Mas Gaulejac não explora detidamente o campo da gestão no campo educacional como faz Christian Laval em seu A Escola não é uma empresa: o neoliberalismo em ataque ao ensino público (Planta, 2004). Ele é um dos autores que descrevem os processos embutidos nas propostas de educação neoliberal e, por isso, possui um lugar especial no pensamento crítico de educação na atualidade. Nascido em 1953, é um pesquisador francês que trabalha os campos da história da filosofia e da sociologia na Universidade Paris Nanterre, que se centram em três grandes temas: a história do utilitarismo, a história da sociologia clássica e a evolução dos sistemas de ensino. Nesta obra, Laval aponta as bases do ataque protagonizado pela perspectiva neoliberal em educação.

A “Escola não é uma empresa”, publicado originalmente em 2004, seguiu-se a obra A Nova Escola Capitalista, escrita em parceria com P. Clément, G. Dreux e F. Vergne, publicada em 2011. Para Laval, a educação é um campo importante para demonstrar teses de maior peso críticas ao capitalismo que o autor veio a desenvolver em obras como Comum (Boitempo, 2017) e A nova razão do Mundo (Boitempo, 2016)que desenvolveu em parceria com Pierre Dardot, onde critica o neoliberalismo ao mesmo tempo que fundamenta princípios para uma nova ordem democrática. Em comum, aponta que os serviços públicos, como a educação, são o lugar que articula práticas contra o capitalismo quando em seu interior possibilita a construção de novas formas democráticas de convívio e existência. Na linha de Marx, quaisquer reformas educativas, se não forem concebidas pelos atores envolvidos no processo, estarão a serviço da dominação burguesa da sociedade.

Christian Laval é integrante do Grupo de Estudo e Observação da Democracia de Paris X Nanterre/CNRS e do Centro Bentham. Investigador do Instituto de Estudos e Pesquisas da Federação Sindical Unida, Laval é especialista na filosofia utilitarista de Jeremy Bentham e vem publicando ao longo de sua trajetória artigos sobre temas sociológicos. Entre suas obras principais, situam-se “Ambição Sociológica e Homem Sociológico”, obras em que analisa, critica e reposiciona a ideologia neoliberal como aquela que “se afirma hoje em sua pretensão de ser a única verdade social, ao eleger-se como única realidade possível”.

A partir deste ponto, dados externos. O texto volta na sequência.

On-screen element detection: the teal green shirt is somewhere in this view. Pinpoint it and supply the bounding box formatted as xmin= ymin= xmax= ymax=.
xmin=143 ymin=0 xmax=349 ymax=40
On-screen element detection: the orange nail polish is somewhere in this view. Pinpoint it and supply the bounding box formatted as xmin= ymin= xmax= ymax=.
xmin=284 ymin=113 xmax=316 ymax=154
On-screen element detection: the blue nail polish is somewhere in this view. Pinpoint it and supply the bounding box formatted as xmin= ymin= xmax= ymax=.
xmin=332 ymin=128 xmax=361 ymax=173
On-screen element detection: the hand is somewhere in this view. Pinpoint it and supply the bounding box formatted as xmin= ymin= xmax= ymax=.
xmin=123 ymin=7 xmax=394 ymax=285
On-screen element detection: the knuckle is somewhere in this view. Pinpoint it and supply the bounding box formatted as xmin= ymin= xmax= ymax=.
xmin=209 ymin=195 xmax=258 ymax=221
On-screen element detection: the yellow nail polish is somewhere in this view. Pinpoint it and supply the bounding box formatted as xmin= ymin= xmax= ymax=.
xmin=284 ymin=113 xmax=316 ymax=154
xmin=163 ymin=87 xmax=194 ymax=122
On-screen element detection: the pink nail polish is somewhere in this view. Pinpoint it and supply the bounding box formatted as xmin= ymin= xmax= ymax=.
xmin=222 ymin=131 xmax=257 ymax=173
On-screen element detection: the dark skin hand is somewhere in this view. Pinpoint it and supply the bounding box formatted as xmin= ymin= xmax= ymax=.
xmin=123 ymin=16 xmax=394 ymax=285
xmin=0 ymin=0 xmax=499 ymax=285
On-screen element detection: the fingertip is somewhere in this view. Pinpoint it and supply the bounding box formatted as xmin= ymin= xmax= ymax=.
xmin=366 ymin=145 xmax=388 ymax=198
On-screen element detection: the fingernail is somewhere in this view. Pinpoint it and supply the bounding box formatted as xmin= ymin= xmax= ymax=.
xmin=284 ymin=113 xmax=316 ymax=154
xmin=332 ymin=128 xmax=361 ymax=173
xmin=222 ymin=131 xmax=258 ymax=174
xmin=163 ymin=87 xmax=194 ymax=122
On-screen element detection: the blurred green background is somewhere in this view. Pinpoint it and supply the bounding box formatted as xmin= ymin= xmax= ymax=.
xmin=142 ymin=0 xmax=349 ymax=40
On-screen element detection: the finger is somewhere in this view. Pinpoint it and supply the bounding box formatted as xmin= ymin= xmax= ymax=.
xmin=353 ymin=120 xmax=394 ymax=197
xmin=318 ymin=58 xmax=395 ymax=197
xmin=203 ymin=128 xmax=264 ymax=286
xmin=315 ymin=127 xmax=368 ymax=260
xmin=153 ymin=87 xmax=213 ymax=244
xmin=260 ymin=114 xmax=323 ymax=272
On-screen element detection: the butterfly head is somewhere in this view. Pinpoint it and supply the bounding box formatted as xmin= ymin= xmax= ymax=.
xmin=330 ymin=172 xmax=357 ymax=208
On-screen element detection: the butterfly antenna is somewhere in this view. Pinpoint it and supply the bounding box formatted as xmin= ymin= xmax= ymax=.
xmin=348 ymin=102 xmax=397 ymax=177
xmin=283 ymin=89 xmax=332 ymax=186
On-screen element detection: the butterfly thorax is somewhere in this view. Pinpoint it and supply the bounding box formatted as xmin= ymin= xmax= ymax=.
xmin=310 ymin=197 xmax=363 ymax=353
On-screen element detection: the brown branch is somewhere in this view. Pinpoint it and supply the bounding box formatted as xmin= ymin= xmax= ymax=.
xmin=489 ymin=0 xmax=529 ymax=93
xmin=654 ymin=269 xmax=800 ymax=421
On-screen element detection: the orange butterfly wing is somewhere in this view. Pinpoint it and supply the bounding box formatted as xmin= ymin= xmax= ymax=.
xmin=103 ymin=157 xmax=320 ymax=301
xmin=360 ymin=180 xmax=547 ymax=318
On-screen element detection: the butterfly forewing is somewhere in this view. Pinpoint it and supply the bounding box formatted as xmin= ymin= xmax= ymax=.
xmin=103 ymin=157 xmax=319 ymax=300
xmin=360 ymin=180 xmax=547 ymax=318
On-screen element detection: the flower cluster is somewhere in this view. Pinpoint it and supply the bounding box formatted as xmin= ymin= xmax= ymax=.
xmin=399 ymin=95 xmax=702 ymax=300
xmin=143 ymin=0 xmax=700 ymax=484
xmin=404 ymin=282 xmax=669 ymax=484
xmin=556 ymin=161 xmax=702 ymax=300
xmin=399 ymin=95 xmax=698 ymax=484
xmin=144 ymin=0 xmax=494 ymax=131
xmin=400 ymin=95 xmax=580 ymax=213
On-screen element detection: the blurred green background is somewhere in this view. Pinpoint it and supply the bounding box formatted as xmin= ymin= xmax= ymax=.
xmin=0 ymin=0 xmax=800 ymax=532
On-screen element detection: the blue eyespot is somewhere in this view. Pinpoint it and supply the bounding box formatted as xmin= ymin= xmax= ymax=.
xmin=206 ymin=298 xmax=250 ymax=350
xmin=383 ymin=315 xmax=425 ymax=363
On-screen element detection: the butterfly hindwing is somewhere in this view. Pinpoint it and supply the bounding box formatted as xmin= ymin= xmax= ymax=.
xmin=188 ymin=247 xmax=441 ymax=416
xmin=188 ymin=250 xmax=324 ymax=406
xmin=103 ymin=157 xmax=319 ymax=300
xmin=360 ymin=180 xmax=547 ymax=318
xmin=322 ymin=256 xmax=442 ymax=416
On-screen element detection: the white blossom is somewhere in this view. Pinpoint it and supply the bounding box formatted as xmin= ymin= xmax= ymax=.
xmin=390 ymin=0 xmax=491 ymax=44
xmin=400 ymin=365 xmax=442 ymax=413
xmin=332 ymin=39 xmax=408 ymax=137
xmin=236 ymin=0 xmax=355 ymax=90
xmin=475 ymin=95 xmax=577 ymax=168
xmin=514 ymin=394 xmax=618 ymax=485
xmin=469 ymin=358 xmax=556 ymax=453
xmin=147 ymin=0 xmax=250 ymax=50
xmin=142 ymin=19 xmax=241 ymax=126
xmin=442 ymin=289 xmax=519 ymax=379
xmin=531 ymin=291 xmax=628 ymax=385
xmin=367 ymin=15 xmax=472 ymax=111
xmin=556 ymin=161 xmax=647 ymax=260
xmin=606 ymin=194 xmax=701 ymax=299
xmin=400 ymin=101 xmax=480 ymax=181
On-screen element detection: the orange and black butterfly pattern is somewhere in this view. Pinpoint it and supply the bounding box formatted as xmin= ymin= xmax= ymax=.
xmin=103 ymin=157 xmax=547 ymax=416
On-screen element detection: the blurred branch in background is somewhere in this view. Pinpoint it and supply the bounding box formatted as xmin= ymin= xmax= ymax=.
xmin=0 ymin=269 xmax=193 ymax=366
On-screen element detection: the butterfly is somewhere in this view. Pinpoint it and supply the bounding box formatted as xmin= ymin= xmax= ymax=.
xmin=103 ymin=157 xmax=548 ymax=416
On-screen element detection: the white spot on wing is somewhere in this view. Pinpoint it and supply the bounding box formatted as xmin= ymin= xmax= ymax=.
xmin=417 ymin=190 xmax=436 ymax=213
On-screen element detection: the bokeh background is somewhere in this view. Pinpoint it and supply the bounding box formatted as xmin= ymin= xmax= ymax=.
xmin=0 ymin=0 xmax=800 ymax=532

Tanto em “A Escola não é uma empresa”, de 2004, quanto em “Nova Escola Capitalista”, de 2011, Laval estuda as transformações contemporâneas do sistema educativo sob os efeitos do neoliberalismo e do New Public Management, criticando exatamente sua capacidade em lidar com a complexidade do fenômeno educativo. Seu foco é descrever a concorrência que é introduzida nos estabelecimentos educativos e no ritmo de vida dos alunos e sua principal consequência, o aumento das desigualdades sociais na escola, a segregação social e étnica entre estabelecimentos escolares, bem como a redução da autonomia dos professores. Esses aspectos são fundamentais para a contextualização do projeto de reforma neoliberal da educação de Eduardo Leite.

Crise de legitimidade da escola pública?

O ponto de partida de Laval é o mesmo que serve de porto de partida para o governador implementar seu plano: a reforma neoliberal parte da suposta crise da legitimidade da escola. Mas de que crise se trata? Logo na introdução, Laval afirma que a crise crônica da escola é uma crise de legitimidade e várias abordagens a descrevem, desde as críticas sociológicas que mostram a sua face escondida, de submissão dos espíritos à ordem estabelecida, à crítica liberal, pela falta de eficácia frente ao desemprego e à necessidade de inovação. De que crise de legitimidade Laval fala? Daquela que crê na escola como lugar de emancipação pelo conhecimento, que, segundo o autor, está se transformando em ideia obsoleta. De fato, a desigualdade continua afetando de muitas formas o funcionamento da escola, principalmente pelo questionamento das relações de transmissão do saber entre as gerações: com a extinção progressiva da reprodução de ofícios, da redução do peso da família na formação da criança, substituída pela indústria da mídia, emerge a agenda da reforma neoliberal da educação como solução. Nesse contexto, se a educação está em crise, ela precisa ser reformada, segundo o discurso neoliberal.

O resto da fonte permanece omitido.